Research paper from Prudential:

http://research.prudential.com/documents/rp/InnovativeSocialSecurityNov2012.pdf

Comments

  • beebee
    edited August 2015
    From this paper:
    @msf et al,
    To me, it appear a math error has occurred within this research paper.

    Wouldn't the tax rate be a "blended rate" of both IRA income and taxable SS income, not an "additive rate" of the two?

    In this example (see image), wouldn't the tax rate fall somewhere between 25% and 21.25% and not be an "additive rate" of (46.25%)?

    This was found on page 11 fig3:
    image

    along the same line of thinking this statement also seem inaccurate:

    " Once a very low income threshold is
    met ($34,000 for singles and $44,000 for married couples),
    every dollar received from an IRA causes up to 50% of a
    Social Security dollar to become taxed as well. At a second
    threshold, up to 85% of a Social Security dollar will become
    taxable. Assuming a 25% federal tax bracket, this creates a
    marginal tax of 46.25% on IRA dollars. Applicable state taxes
    may push the marginal tax rate to over 50%."
  • @bee Oh, whoopsie--- that's really sad. Someone working a half-cup short on their java?
  • edited August 2015
    bee, you have to put your tongue in the correct position to get the numbers. Scott Burns years ago had a whole table of IRA withdrawal and SS taxes.

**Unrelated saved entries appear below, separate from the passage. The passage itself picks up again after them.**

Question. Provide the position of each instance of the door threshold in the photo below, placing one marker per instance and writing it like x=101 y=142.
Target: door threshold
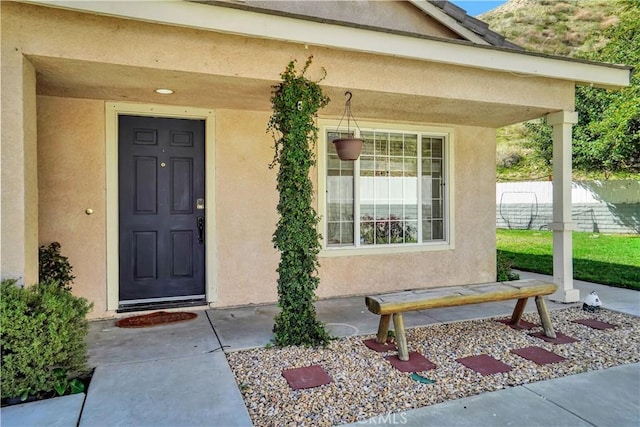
x=160 y=305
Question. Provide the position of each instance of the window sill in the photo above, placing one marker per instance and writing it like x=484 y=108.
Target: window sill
x=384 y=250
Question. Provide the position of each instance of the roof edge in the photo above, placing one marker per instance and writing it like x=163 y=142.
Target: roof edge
x=349 y=37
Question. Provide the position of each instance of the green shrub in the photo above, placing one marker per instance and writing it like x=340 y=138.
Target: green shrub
x=296 y=101
x=54 y=266
x=504 y=269
x=43 y=329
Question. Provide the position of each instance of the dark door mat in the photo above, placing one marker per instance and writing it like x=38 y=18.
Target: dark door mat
x=595 y=324
x=484 y=364
x=380 y=348
x=416 y=363
x=306 y=377
x=155 y=319
x=538 y=355
x=522 y=325
x=559 y=339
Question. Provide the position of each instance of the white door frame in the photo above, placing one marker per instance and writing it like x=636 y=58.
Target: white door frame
x=112 y=111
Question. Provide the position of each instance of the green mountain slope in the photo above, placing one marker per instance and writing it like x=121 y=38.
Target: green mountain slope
x=555 y=27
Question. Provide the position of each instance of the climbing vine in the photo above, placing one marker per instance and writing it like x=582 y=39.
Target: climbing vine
x=295 y=102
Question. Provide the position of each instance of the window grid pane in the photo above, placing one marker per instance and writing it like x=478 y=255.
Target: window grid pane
x=340 y=201
x=432 y=200
x=391 y=203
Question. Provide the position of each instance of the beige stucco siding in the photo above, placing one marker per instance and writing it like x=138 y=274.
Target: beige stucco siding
x=246 y=214
x=71 y=154
x=19 y=168
x=61 y=42
x=71 y=174
x=55 y=169
x=472 y=260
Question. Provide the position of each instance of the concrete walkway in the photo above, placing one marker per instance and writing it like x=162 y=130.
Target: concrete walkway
x=177 y=375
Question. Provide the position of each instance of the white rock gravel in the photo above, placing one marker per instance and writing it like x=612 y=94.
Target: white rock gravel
x=365 y=385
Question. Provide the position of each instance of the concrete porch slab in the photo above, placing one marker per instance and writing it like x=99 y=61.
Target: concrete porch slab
x=109 y=344
x=194 y=391
x=61 y=411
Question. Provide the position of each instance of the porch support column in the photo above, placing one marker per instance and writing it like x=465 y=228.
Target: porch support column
x=19 y=177
x=562 y=225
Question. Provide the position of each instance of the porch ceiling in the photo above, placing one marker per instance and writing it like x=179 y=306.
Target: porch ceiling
x=93 y=80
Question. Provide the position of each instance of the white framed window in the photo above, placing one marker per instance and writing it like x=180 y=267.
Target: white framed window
x=395 y=197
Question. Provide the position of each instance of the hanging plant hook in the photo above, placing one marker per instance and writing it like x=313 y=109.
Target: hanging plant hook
x=350 y=95
x=348 y=148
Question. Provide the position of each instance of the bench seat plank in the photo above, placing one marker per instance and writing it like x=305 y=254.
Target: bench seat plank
x=394 y=304
x=458 y=295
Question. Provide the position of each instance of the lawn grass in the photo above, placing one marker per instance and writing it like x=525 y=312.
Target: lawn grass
x=609 y=259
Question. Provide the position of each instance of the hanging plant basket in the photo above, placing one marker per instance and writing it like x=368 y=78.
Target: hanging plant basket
x=348 y=148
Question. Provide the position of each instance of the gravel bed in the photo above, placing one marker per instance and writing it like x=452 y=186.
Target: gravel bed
x=365 y=385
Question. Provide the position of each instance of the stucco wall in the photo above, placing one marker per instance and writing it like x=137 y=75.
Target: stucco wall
x=79 y=71
x=472 y=260
x=71 y=179
x=246 y=214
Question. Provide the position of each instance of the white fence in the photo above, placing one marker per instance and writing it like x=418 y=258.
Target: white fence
x=598 y=206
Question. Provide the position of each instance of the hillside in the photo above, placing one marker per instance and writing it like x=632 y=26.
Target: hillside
x=555 y=27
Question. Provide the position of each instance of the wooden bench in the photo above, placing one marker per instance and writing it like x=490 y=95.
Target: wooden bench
x=395 y=304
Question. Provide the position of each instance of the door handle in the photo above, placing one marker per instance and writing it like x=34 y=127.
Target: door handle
x=200 y=223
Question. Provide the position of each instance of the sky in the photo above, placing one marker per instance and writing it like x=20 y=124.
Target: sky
x=476 y=7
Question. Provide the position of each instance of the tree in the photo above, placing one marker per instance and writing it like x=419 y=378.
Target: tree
x=296 y=101
x=607 y=135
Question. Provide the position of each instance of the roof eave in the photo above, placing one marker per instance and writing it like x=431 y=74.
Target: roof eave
x=342 y=36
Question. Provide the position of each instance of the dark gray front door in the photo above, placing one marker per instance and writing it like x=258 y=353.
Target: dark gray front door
x=161 y=209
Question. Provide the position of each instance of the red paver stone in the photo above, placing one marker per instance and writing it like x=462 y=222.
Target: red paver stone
x=559 y=339
x=538 y=355
x=380 y=348
x=523 y=324
x=484 y=364
x=307 y=377
x=595 y=324
x=416 y=363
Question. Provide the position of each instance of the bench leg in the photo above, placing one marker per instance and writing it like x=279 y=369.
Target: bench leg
x=547 y=326
x=517 y=312
x=383 y=328
x=401 y=337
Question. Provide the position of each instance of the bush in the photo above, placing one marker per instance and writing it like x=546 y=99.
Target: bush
x=54 y=267
x=43 y=330
x=504 y=271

    Here is where they get it. You have only one additional dollar when you withdraw the $1 from the IRA. Prior to the withdrawal, you owed no taxes on your $1 of SS. So when you withdraw the IRA money, all the "new" taxes come out of the IRA money. Income increased $1 and taxes increased by .46 of that $1. (In essence, if you go above the thresholds with the withdrawal, your IRA only added 54 cents per dollar withdrawn to your after tax income.)

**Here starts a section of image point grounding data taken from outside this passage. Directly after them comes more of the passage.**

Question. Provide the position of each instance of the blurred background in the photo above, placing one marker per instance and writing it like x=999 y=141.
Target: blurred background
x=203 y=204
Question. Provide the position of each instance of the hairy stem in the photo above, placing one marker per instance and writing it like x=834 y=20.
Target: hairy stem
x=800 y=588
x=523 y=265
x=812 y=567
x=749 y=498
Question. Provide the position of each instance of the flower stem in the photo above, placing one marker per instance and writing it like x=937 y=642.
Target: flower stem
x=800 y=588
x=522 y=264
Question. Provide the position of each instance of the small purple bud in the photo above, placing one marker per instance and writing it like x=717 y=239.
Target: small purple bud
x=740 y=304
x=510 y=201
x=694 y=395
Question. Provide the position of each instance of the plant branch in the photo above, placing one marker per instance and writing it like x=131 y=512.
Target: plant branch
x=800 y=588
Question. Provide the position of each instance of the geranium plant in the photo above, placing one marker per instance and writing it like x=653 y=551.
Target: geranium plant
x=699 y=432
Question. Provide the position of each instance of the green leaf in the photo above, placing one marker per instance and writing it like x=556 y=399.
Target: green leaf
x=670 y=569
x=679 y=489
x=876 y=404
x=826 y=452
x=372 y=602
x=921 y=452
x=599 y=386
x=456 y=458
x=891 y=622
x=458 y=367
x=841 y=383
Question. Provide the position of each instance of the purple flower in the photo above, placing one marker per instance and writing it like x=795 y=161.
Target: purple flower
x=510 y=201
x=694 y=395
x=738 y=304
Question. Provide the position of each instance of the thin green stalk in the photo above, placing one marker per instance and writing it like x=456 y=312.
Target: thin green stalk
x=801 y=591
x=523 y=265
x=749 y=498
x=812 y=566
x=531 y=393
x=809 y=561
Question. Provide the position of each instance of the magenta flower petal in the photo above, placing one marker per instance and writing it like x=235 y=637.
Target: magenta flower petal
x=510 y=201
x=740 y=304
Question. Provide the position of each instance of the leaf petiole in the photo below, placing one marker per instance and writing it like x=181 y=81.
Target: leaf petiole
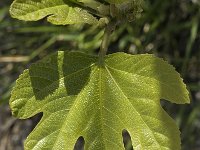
x=106 y=40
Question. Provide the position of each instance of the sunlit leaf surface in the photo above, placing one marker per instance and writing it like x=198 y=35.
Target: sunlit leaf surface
x=78 y=97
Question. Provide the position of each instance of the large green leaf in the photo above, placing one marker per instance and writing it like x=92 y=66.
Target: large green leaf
x=59 y=12
x=78 y=97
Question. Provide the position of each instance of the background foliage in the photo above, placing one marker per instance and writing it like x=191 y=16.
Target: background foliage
x=169 y=29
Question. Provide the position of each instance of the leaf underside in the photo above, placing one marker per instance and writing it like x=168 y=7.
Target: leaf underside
x=59 y=12
x=78 y=97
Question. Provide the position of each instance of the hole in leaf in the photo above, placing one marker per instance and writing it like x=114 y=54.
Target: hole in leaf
x=79 y=144
x=127 y=140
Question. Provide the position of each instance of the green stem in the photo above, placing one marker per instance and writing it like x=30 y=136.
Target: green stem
x=106 y=41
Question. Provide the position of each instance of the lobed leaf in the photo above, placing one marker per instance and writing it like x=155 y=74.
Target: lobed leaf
x=78 y=97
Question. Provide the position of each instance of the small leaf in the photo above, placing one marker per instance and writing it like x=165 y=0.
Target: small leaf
x=58 y=12
x=80 y=98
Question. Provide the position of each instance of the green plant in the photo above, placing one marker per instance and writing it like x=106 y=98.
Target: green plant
x=96 y=97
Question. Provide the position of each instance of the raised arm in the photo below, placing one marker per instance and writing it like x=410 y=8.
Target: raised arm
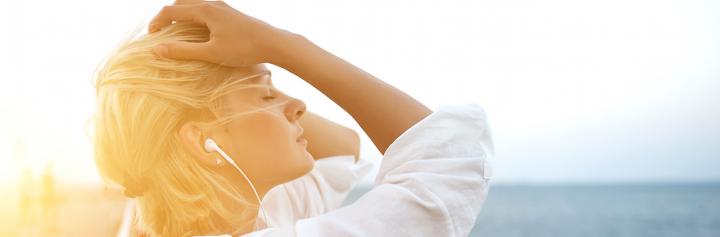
x=236 y=39
x=383 y=111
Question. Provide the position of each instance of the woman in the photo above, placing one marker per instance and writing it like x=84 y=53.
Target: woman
x=205 y=80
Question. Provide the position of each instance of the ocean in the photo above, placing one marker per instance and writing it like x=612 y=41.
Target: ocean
x=597 y=210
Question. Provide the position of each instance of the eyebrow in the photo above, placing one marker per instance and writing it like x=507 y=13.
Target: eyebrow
x=261 y=79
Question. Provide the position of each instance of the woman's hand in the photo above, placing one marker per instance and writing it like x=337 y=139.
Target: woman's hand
x=236 y=39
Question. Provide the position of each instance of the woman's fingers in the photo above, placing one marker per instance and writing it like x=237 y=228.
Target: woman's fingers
x=184 y=12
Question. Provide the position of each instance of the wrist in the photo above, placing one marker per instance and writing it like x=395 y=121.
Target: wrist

    Or something like that.
  • The SS formula is rather convoluted. In a sense it takes 0% of some of your MAGI (the part up to $32K for couples), 50% of a middle range of MAGI (between $32K and $44K for couples), and 85% of your MAGI above the second threshold ($44K for couples).

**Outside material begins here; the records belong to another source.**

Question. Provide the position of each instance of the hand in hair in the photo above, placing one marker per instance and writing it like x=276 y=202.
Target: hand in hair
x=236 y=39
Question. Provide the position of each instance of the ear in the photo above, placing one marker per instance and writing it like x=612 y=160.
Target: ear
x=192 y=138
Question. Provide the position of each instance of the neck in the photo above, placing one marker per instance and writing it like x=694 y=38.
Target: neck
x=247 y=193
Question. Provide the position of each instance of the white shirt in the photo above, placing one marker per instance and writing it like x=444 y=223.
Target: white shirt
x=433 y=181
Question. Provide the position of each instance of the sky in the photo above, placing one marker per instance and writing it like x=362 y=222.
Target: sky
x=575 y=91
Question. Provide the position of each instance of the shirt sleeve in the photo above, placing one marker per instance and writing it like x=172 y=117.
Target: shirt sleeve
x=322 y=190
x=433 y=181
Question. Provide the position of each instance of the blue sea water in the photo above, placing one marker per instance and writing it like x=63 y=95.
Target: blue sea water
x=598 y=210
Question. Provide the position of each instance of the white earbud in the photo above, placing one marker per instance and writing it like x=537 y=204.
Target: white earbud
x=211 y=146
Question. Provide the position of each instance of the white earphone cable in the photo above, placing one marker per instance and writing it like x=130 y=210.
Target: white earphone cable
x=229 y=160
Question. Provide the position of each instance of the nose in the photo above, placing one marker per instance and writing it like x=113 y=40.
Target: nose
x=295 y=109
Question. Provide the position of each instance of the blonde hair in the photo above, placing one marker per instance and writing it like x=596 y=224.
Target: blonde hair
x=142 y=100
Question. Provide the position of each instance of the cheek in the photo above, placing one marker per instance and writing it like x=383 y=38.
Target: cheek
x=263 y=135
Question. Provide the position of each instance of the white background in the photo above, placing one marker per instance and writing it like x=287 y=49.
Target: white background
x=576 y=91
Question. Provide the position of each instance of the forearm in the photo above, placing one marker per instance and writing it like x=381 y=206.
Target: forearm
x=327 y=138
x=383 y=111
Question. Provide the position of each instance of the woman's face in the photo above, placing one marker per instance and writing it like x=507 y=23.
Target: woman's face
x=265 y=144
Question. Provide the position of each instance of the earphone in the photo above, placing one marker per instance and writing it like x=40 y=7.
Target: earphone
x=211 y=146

    If that sounds strange, because I haven't said a thing about how much SS you're getting, you're right. These amounts are capped by percentages of SS (up to 85% of SS, depending on income levels). But in a middle range, SS really doesn't enter the picture. (Which is a way of saying that what you've got is a surtax, not a tax on SS, though SS limits this surtax.)

    So what Anna wrote is right, especially if we ignore SS altogether, and just look at MAGI. Add an extra dollar, and this funky calculation is going to add 85c extra to your income (if your MAGI is over $44K). So the $1 of extra income shows up as an extra $1.85 in taxable income. At 25%, the tax is $0.46. That's 46% of the extra dollar.

    This is the first time I've gone through the SS worksheet in detail - I had to look twice to convince myself that SS really does drop out of the calculation. In some ranges of income, it does.